LEWISTON — Central Maine Healthcare staff members say things have been bad within the hospital system for a while.

In recent months, the Sun Journal has spoken to or received emails from about a dozen people affiliated with the hospital system, most of them current or former members of the staff. Nearly all asked to remain anonymous, fearful of losing their jobs or being labeled troublemakers in the close-knit community that is Maine health care.

Their comments come amid public turmoil at Central Maine Healthcare, the corporate parent of Central Maine Medical Center, Bridgton and Rumford hospitals and a collection of medical practices in 15 communities. With about 4,000 workers, Central Maine Healthcare is one of the largest employers in the area.
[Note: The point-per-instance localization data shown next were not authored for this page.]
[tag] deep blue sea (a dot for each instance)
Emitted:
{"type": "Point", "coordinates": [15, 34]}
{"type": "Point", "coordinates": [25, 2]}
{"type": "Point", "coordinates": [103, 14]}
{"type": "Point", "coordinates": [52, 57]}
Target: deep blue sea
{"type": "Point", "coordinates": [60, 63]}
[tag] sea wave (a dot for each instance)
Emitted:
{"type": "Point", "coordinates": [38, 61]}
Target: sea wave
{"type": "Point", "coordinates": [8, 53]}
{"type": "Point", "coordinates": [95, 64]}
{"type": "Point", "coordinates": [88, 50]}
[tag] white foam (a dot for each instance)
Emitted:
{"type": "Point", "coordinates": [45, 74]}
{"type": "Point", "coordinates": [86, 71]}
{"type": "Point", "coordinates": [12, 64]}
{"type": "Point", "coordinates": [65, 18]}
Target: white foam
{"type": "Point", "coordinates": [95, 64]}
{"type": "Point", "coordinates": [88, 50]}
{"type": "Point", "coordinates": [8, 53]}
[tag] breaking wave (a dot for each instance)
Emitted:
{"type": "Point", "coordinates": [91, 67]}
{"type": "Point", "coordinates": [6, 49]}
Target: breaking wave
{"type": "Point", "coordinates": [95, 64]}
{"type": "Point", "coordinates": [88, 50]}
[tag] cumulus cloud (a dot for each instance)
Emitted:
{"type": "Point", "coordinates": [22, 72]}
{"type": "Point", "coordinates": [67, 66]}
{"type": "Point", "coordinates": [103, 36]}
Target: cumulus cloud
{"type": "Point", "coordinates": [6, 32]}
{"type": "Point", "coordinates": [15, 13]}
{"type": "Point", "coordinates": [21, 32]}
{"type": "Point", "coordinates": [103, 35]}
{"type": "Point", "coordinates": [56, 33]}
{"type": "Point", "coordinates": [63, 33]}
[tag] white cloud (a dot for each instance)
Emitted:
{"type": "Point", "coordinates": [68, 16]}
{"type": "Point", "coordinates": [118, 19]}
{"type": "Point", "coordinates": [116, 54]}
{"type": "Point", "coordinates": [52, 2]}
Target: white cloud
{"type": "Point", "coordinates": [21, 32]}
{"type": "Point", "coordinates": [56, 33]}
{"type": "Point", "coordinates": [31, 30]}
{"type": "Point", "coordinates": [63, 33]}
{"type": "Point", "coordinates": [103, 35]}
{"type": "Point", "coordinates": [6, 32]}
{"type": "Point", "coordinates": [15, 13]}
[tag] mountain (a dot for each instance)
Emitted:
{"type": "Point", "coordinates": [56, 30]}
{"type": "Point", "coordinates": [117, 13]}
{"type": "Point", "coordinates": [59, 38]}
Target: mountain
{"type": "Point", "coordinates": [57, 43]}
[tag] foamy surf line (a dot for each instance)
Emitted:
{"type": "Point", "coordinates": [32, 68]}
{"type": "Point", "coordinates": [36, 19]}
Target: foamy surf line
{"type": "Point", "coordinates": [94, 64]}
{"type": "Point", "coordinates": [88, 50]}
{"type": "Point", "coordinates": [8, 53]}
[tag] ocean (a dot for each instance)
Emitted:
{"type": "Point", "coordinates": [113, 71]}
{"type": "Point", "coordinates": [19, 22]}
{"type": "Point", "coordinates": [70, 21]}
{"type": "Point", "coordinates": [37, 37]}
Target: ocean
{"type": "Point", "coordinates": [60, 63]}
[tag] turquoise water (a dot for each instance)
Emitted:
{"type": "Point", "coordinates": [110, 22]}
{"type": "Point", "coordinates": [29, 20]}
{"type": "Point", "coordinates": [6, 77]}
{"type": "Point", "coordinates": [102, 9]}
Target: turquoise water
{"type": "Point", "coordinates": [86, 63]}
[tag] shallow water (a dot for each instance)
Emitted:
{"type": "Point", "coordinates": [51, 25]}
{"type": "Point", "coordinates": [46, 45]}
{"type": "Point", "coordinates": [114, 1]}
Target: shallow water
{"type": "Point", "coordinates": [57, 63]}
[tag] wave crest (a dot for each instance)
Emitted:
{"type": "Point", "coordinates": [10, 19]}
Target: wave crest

Last month, medical staff at all three hospitals issued votes of no confidence in Central Maine Healthcare CEO Jeff Brickman. Last week, the hospital system’s board of directors voted to change its bylaws to give doctors more of a say in how things are run while affirming its support of Brickman, whom it had hired two years ago to lead the financially troubled system. The day after that board vote, the president of the Bridgton and Rumford hospitals resigned.

Each person who spoke to the Sun Journal had a different perspective, but a common theme quickly emerged: Doctors are fleeing Central Maine Healthcare.

“Every couple of days there are several more resignations,” said a provider within the hospital system.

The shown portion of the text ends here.